Das erste Solo

Die Wolken hängen satt und tief, als ich zum Flugplatz fahre. Meine Erwartungen sind niedrig und ich beschließe, mich einfach auf ein paar nette Landungen zu freuen. Auch mein Fluglehrer Jochen ist nur mäßig begeistert vom Wetter und so beschließen wir, heute direkt nach Mengen-Hohentengen zu fliegen.

Mein Vorsatz für heute lautet, so intuitiv wie möglich zu fliegen. Das macht sich gleich beim Start bezahlt. Die Aquila bleibt heute mit einem beherzten Tritt ins rechte Ruder schnurgerade in der Spur und driftet nicht nach links ab, wie beim letzten Mal.

Nach 30 Minuten und einer netten Plauderei sind wir in Mengen (EDTM). Dass mein Gefühl für die Maschine und die Prozeduren zurück ist, merke ich gleich beim Einflug in die Platzrunde. Kraftstoffpumpe an, Vergaservorwärmung ziehen, Leistung auf Leerlauf, Nase hoch, Fahrt reduzieren, Klappen auf Stufe 1, abdrehen zum Queranflug.

Die erste Landung klappt gleich prima. Mein Fluglehrer lehnt sich entspannt zurück und reduziert seine Kommentare auf ein Minimum. Die zweite Landung ist butterweich. „Besser geht’s ja wohl kaum“, meint Jochen. Auch bei der dritten Landung sitzt alles und der Spaßfaktor liegt bei 100%.

Als ich gerade erneut durchstarten will, fährt Jochen die Klappen ein, legt die Hand auf den Leistungshebel und bremst ab. „Wir starten jetzt nicht mehr durch. Heute fliegst Du Solo! Und heute kommst Du mir auch nicht mehr drum herum…“

Ich strahle. Heute bin ich bereit dafür. Wir rollen zur Parkposition und Jochen steigt aus.
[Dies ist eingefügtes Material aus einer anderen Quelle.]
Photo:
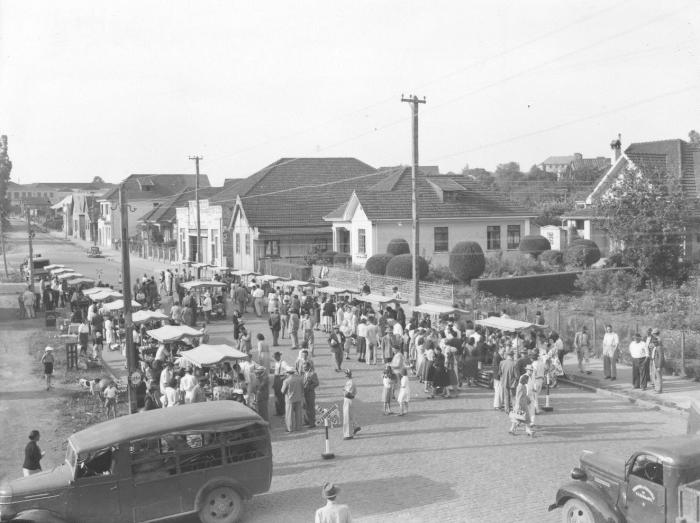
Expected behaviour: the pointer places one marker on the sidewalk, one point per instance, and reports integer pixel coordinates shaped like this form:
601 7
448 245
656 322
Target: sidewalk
676 397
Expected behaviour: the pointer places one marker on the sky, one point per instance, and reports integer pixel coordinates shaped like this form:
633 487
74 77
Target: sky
95 88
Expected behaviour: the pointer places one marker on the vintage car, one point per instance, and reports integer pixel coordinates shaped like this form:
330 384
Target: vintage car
660 483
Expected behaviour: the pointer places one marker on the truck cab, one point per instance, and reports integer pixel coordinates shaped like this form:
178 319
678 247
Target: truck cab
658 483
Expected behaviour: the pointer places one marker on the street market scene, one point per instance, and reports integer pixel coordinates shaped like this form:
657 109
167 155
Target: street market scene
284 332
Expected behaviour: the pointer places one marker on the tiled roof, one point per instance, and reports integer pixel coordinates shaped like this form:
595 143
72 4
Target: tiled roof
289 173
472 201
166 211
161 185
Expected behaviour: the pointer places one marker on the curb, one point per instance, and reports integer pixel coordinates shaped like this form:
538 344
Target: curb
640 402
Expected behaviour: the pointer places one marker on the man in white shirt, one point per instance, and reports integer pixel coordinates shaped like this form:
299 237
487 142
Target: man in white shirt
332 512
640 362
611 343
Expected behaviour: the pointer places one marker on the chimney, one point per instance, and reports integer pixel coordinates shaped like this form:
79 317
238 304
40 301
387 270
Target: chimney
616 146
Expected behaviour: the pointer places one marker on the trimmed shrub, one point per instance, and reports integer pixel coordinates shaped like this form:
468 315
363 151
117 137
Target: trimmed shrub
552 257
467 260
398 246
582 253
401 266
377 264
534 245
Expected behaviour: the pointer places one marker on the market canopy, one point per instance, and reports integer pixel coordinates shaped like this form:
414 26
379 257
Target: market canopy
208 355
378 298
329 289
147 315
118 305
504 324
62 270
435 308
69 275
170 333
196 284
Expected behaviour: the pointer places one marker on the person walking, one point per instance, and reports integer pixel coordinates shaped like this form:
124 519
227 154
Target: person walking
582 344
350 428
611 345
293 390
640 357
310 382
332 512
656 360
336 342
32 455
275 323
47 359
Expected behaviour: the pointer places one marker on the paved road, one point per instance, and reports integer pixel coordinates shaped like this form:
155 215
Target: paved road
448 460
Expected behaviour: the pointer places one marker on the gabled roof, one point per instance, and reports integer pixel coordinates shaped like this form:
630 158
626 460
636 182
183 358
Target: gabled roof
167 210
153 186
392 201
298 192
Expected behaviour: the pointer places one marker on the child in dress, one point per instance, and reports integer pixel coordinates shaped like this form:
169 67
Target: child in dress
388 380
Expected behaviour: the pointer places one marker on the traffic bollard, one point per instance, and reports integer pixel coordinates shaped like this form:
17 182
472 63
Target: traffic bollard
328 454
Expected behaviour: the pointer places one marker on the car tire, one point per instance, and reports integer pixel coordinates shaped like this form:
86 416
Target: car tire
221 504
577 511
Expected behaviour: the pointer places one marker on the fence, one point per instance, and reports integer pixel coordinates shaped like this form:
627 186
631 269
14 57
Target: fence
682 346
429 292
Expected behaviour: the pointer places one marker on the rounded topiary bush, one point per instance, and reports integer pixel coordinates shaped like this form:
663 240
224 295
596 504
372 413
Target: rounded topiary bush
398 246
552 257
377 264
582 253
534 245
401 266
467 260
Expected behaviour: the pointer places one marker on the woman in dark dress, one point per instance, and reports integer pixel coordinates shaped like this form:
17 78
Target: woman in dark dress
439 374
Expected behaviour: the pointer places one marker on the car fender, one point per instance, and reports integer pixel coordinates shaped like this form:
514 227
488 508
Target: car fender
218 482
599 503
38 516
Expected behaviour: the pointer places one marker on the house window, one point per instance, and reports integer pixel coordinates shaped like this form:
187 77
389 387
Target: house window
442 243
272 248
493 237
513 237
361 242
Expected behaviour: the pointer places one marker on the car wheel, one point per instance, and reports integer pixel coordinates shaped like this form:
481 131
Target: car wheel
221 504
576 511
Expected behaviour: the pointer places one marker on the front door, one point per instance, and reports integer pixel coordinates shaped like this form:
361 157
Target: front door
646 495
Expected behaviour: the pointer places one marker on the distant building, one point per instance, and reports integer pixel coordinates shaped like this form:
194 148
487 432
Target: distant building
567 166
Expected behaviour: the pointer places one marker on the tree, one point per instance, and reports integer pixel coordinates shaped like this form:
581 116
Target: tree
646 214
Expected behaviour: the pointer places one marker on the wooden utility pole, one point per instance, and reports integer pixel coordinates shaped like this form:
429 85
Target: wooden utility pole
414 101
30 265
126 291
196 197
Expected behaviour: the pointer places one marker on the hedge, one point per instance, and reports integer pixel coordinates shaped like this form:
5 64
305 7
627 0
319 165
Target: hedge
401 266
398 246
377 264
528 286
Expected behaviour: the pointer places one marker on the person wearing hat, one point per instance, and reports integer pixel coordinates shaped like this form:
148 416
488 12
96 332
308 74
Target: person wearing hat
657 358
332 512
350 428
293 390
640 362
47 360
336 342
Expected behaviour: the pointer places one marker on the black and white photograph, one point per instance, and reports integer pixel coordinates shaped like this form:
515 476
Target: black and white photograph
350 261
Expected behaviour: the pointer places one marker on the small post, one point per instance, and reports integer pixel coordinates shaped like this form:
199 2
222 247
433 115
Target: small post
328 454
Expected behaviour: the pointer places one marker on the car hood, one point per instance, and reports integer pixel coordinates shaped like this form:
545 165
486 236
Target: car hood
606 465
32 487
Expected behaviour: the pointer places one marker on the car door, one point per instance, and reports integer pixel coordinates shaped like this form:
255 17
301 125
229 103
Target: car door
646 494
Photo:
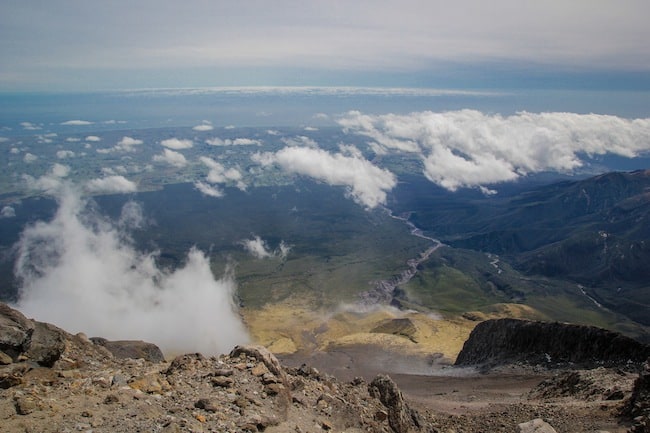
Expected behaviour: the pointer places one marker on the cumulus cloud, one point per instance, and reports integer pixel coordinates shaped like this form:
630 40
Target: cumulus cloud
50 182
204 126
300 140
111 184
80 272
126 144
172 158
470 149
77 123
29 126
29 158
367 183
233 142
62 154
209 190
176 143
7 212
258 248
219 174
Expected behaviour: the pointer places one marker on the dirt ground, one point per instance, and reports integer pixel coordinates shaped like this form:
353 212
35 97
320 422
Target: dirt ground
467 400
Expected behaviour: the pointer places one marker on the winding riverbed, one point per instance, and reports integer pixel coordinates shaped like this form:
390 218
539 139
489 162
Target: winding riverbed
383 291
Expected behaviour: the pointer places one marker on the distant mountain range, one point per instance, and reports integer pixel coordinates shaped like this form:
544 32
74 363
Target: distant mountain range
594 231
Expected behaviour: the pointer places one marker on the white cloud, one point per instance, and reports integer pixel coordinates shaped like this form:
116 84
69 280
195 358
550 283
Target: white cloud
7 212
62 154
300 140
205 125
233 142
209 190
176 144
76 123
172 158
258 248
29 126
126 144
78 272
111 184
51 182
470 149
219 174
367 183
29 158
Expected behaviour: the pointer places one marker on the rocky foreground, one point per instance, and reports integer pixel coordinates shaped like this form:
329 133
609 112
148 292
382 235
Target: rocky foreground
52 381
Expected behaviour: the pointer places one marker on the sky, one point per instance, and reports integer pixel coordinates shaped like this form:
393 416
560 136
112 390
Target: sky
97 45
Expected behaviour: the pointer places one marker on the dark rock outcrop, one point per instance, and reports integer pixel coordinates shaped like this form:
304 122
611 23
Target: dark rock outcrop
401 417
638 406
131 349
28 339
506 341
402 327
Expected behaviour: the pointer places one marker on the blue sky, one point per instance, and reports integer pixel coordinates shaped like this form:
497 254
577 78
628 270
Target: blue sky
99 45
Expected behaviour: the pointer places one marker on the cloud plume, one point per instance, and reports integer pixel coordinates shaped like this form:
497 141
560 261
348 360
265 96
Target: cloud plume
81 272
366 183
468 148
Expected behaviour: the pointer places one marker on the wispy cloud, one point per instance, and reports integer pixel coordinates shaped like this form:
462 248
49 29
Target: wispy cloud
216 141
80 272
468 148
366 183
77 123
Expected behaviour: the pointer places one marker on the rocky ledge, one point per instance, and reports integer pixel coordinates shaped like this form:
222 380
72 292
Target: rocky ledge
507 341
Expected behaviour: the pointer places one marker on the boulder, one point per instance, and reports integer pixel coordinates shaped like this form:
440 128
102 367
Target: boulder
537 425
131 349
507 341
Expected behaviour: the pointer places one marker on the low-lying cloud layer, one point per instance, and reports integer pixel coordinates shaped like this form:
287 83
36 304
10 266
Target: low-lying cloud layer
81 272
366 183
469 149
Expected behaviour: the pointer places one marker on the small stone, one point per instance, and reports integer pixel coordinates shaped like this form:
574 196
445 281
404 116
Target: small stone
207 404
222 381
5 359
111 398
227 372
25 405
259 370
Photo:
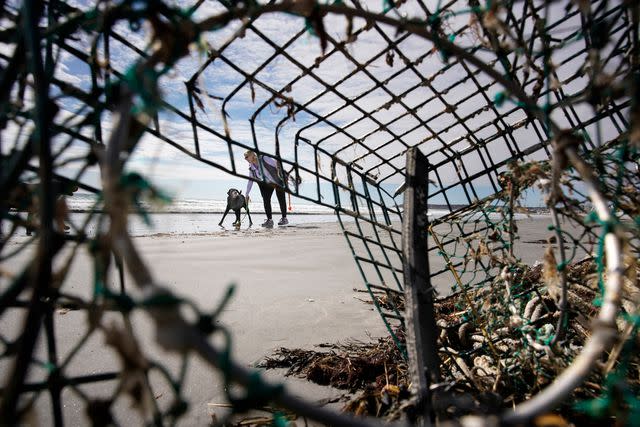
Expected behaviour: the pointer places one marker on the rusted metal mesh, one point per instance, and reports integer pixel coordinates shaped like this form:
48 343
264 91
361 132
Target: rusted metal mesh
501 97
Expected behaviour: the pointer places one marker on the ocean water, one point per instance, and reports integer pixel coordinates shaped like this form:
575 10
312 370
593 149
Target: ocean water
198 216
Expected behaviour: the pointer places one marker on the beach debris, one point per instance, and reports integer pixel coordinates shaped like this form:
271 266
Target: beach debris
375 373
494 354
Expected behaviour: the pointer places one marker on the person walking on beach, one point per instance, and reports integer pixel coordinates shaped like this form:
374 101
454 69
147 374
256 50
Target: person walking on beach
272 181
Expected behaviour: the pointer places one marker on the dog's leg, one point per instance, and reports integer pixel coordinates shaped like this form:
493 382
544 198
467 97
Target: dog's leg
225 214
246 208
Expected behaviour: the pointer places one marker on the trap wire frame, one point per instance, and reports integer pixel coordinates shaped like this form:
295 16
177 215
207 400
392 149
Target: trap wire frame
486 91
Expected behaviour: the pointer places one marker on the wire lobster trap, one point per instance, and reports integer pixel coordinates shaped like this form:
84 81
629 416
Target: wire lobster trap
499 104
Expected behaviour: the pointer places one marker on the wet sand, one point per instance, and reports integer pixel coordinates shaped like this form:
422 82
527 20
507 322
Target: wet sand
294 288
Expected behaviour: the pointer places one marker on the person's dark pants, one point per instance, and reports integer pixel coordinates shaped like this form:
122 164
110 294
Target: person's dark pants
266 190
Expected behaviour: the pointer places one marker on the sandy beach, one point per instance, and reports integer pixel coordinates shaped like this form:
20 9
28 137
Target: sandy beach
294 288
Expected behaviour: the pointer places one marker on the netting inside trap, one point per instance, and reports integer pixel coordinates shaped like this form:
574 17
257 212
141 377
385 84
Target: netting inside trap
495 95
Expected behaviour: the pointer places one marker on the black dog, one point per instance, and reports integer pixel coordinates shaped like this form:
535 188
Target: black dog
235 202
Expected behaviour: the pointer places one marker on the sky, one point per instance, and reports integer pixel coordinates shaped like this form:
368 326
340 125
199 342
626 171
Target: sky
253 116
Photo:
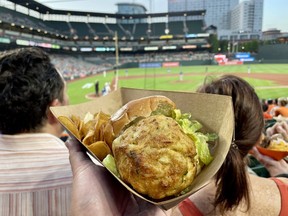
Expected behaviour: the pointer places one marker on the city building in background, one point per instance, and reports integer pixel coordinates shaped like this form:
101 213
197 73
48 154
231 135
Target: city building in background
234 21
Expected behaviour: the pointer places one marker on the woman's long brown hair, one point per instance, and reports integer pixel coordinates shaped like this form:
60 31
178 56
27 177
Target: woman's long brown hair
231 179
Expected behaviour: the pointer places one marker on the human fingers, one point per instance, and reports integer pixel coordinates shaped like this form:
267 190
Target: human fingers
77 154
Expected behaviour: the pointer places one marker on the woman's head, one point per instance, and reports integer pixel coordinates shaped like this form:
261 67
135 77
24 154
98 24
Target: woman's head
232 177
29 83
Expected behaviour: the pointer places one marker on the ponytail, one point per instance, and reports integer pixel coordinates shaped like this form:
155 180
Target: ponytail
232 182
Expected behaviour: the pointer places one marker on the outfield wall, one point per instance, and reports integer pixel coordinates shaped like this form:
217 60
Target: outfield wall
273 53
158 64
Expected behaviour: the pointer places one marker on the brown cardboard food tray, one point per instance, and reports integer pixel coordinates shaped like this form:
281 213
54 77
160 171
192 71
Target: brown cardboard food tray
214 112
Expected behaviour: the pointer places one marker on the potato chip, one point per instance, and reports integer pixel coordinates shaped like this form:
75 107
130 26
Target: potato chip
89 138
76 120
70 125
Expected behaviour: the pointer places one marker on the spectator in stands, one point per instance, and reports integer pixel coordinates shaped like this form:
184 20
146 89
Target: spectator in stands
281 109
97 88
271 104
266 114
35 173
233 191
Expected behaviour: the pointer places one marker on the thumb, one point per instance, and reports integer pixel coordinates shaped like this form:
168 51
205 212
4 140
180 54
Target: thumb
77 154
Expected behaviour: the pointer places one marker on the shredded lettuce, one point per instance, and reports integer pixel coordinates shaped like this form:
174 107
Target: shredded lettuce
191 128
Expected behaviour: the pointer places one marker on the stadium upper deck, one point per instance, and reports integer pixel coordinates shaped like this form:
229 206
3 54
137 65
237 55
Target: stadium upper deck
98 29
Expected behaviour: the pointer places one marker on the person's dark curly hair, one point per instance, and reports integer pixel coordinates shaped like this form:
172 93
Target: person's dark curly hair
29 83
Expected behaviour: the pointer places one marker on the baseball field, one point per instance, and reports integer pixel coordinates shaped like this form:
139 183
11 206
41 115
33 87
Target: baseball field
269 80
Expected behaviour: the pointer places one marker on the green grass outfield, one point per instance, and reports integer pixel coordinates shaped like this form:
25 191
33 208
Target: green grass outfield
161 79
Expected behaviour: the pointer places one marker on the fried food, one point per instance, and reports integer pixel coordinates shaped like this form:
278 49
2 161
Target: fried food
278 145
89 131
156 157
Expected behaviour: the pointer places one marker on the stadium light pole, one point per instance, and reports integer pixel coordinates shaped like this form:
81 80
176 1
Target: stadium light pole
117 61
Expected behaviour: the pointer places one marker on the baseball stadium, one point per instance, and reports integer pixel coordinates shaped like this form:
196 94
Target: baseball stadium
164 51
142 113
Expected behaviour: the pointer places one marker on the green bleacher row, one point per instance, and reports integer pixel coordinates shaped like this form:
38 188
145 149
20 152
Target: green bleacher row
83 29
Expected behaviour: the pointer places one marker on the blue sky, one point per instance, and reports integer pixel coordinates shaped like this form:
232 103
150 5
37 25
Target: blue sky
275 14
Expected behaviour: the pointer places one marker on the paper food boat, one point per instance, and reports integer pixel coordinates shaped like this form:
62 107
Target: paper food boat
214 112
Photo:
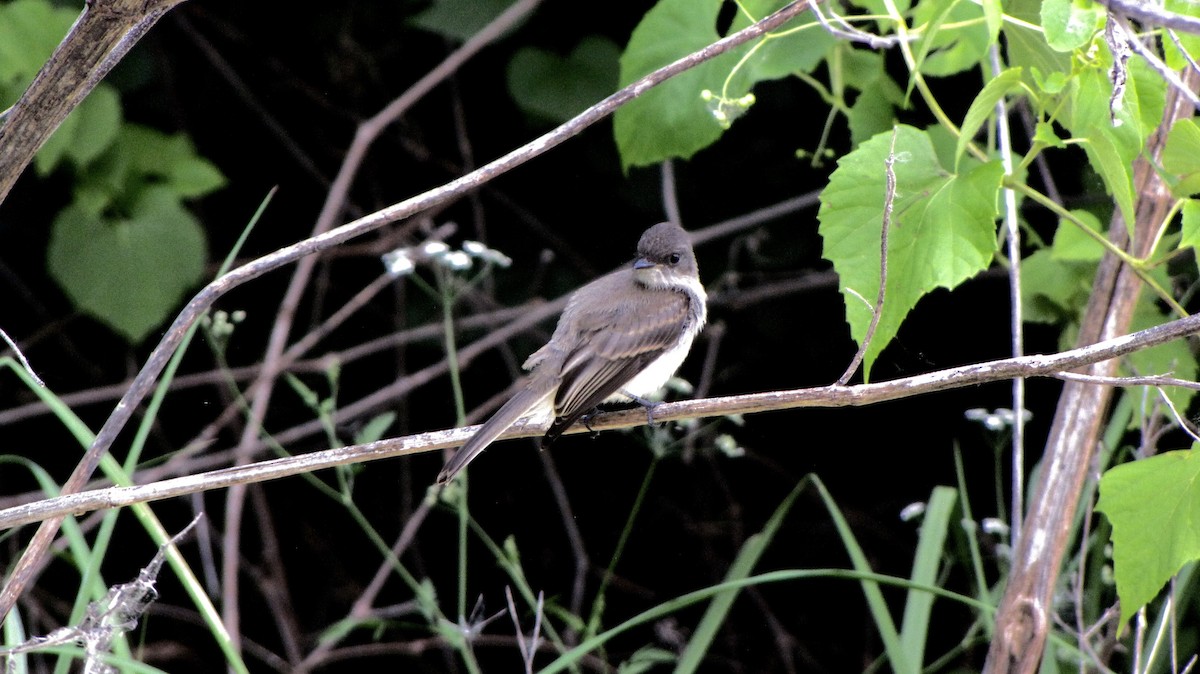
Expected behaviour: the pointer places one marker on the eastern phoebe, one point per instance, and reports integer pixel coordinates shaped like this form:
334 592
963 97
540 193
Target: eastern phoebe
619 338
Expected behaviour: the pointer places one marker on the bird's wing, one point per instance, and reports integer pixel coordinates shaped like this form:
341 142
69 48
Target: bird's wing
615 344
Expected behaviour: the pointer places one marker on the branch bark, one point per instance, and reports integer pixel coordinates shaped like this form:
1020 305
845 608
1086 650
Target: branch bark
99 40
143 383
1024 618
833 396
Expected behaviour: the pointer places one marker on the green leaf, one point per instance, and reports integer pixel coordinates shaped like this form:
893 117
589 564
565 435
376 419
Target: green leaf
1191 227
1071 24
1153 505
994 18
459 19
1026 47
874 109
29 32
1181 156
143 155
942 229
984 106
947 50
1054 292
1110 149
673 120
1174 58
1072 244
555 88
87 132
130 272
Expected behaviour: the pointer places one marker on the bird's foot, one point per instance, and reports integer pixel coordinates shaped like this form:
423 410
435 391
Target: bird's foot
647 404
586 420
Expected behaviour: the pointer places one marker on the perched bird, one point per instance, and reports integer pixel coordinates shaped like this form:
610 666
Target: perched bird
619 338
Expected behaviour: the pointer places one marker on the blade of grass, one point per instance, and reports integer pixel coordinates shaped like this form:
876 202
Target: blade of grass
919 605
120 475
875 602
683 601
748 557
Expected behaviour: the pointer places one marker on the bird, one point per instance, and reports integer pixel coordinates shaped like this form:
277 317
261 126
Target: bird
619 339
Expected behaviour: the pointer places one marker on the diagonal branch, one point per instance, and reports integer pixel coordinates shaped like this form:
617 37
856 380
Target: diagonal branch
834 396
144 381
99 40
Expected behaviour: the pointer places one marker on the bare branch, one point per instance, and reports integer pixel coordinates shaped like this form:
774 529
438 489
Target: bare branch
820 397
889 194
1152 14
99 40
143 383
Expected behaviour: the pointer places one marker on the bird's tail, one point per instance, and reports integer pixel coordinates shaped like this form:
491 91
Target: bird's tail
533 393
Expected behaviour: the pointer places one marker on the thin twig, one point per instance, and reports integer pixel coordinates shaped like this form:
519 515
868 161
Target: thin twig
889 194
849 32
1015 320
1152 14
21 357
23 571
819 397
1126 32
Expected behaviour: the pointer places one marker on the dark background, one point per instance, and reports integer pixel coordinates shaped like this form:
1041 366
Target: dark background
271 92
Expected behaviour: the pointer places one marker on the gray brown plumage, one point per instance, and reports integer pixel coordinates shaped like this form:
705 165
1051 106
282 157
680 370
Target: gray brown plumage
623 334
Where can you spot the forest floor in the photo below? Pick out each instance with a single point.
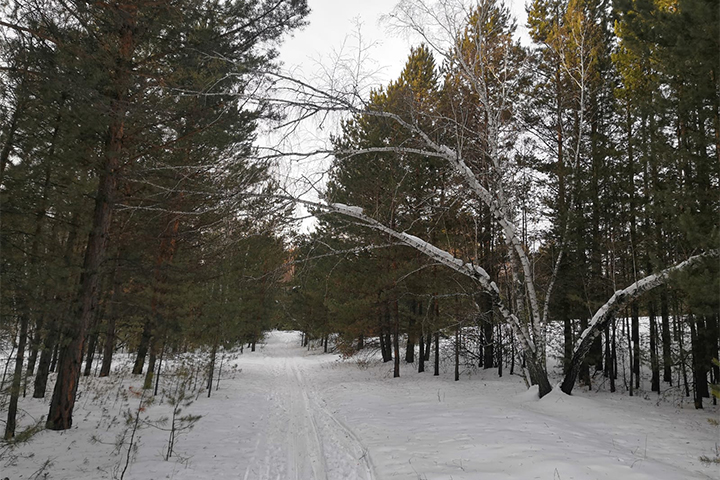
(284, 412)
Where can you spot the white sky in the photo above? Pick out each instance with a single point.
(332, 31)
(333, 22)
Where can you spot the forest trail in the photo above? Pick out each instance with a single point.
(301, 439)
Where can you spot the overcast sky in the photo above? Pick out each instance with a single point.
(332, 31)
(332, 23)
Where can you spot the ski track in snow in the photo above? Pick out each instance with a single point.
(302, 440)
(286, 413)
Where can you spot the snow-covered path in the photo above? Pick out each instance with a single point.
(286, 413)
(302, 439)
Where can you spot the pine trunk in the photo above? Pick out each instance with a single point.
(70, 358)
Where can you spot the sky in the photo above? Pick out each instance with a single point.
(333, 31)
(332, 24)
Mit letzten Instruktionen und der Anweisung, dass ich so lange alleine Platzrunden fliege, bis er mir über Funk Bescheid gibt, wünscht er mir viel Spaß. Ich schließe die Haube. Ein bisschen komisch ist es dann doch, als ich alleine zur Piste 26 rolle.

Ich gehe die Checkliste vor dem Start durch und rolle auf die Bahn. Ich schaue nochmals auf den leeren Platz rechts neben mir. Dann gebe ich vollen Schub und die Aquila pest über die Piste. Brav entlaste ich frühzeitig das Bugrad. 50 Knoten. Behutsam ziehe ich den Stick einen halben Zentimeter nach hinten. Das Hauptfahrwerk löst sich vom Boden. Ich fliege. Alleine. Nach nur 8 Stunden und 8 Minuten praktischer Ausbildung fliege ich nun das erste Mal ganz alleine.

Mit einem breiten Grinsen drehe ich in den Querabflug und spule mein Programm ab. Kaum den Queranflug über Funk gemeldet erhalte ich den Windvektor. „Wind aus 240 mit 8 Knoten“. Wovor ich bislang am meisten Bammel hatte – nämlich alleine zu landen – läuft plötzlich ganz automatisch. Ich fühle mich ruhig und sicher. Verstellpropeller auf Start, Klappen voll ausgefahren, Vergaservorwärmung weggedrückt, Leistung im Leerlauf. Gutmütig lässt sich die Maschine auf die Mittellinie der Landebahn ausrichten. Der Wind kommt fast genau von vorne.

Ich passiere die Schwelle und fange die Maschine behutsam ab, das Ruder rechts leicht getreten. Jetzt nur noch Ausschweben und… quietsch, quitsch… setzt sich die Aquila sanft auf die Bahn. Gelandet! Was für ein tolles Gefühl.

Ich starte durch und wiederhole dieses erhebende Erlebnis gleich einige weitere Male. Zwischendurch glaube ich, dass mein Fluglehrer Jochen mich gar nicht mehr zurückholen will. Mit jeder Platzrunde werden die Landungen routinierter, flüssiger zielgenauer und sanfter.

Meine sechste Landung steht an, als ich Jochen über Funk höre. „Das sieht wirklich sehr gut aus, mache eine Abschlusslandung und rolle zur Parkposition“. Gesagt getan. Ich freue mich riesig, als ich den Motor abstelle, die Haube öffne und Jochen mir bereits zum Gratulieren entgegenkommt.

Zur Feier des Tages geht es nun erst einmal einen Kaffee trinken, bevor wir bestens gelaunt zurück zur Hahnweide fliegen.